The bottom line is that continued expansion at a rapid pace can help a company “grow into its valuation,” to use Black’s words.
Even now, Amazon trades at nearly 69 times the consensus forward earnings estimate. It’s still a high P/E and maybe some of the same naysayers from five, 10, 15 or 20 years ago continue to believe it’s too late to jump on the bandwagon.
The Tesla ‘controversy’
Black said he likes stocks with “controversy.”

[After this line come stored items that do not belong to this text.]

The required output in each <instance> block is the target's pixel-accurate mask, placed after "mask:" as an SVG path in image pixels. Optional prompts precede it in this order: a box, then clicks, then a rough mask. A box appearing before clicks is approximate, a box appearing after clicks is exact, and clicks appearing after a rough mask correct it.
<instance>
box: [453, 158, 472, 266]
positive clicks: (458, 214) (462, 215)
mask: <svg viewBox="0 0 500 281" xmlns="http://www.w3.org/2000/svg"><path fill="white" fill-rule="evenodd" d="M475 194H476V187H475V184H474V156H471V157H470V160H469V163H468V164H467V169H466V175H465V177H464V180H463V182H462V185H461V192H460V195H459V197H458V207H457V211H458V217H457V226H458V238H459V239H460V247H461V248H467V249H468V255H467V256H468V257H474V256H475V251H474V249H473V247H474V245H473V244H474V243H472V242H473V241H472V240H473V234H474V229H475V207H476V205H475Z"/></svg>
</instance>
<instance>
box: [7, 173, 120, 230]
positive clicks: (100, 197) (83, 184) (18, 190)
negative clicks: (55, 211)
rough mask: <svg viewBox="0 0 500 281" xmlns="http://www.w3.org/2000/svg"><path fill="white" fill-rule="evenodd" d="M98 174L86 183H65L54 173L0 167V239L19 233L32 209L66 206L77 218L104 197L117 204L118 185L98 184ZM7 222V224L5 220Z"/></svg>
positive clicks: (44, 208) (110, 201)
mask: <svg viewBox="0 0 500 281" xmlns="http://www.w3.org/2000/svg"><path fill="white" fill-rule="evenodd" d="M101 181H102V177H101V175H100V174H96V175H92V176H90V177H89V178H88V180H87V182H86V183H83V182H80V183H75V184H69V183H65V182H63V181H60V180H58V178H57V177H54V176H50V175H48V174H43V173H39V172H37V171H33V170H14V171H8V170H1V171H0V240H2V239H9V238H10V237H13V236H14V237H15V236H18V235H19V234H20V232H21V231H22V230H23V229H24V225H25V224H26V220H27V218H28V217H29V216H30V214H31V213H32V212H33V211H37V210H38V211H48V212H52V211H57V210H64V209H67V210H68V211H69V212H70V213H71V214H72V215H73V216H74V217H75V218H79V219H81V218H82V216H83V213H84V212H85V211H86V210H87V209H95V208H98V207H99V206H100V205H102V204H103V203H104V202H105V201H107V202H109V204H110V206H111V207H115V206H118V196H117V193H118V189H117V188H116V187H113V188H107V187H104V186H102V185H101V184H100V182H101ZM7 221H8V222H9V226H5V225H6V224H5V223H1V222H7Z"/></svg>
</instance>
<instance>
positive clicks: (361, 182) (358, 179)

In the case of Tesla, he said the debate is whether the company can maintain its electric-vehicle market share while global EV adoption grows. He expects Tesla to increase its total addressable market (TAM) because of new products, including the Cybertruck, expected in late 2022, and a new Tesla compact model expected in 2023, along with increased production in existing factories and the opening of new factories in Texas and Germany.
All the numbers that follow are for battery electric cars, or BEVs. That means plug-in hybrids are excluded.
Tesla sold an estimated 386,000 electric cars during the first half of 2021, according to EV-Volumes.com , which estimates sales of BEVs will total 4 million for all of 2021. If Tesla were to maintain the same pace of sales for the second half of 2021, its BEV market share for the year would be an estimated 19.3%.
Black’s case for Tesla’s value today
Based on his own estimates, which incorporate third-quarter numbers provided to the Future Fund team by Bloomberg, EV-Volumes.com and other industry sources, Black expects the world BEV adoption rate to climb to 6% in 2021 from 3% in 2020, and continue rising to 30% by 2025. Meanwhile, he expects Tesla to hold a 21% market share.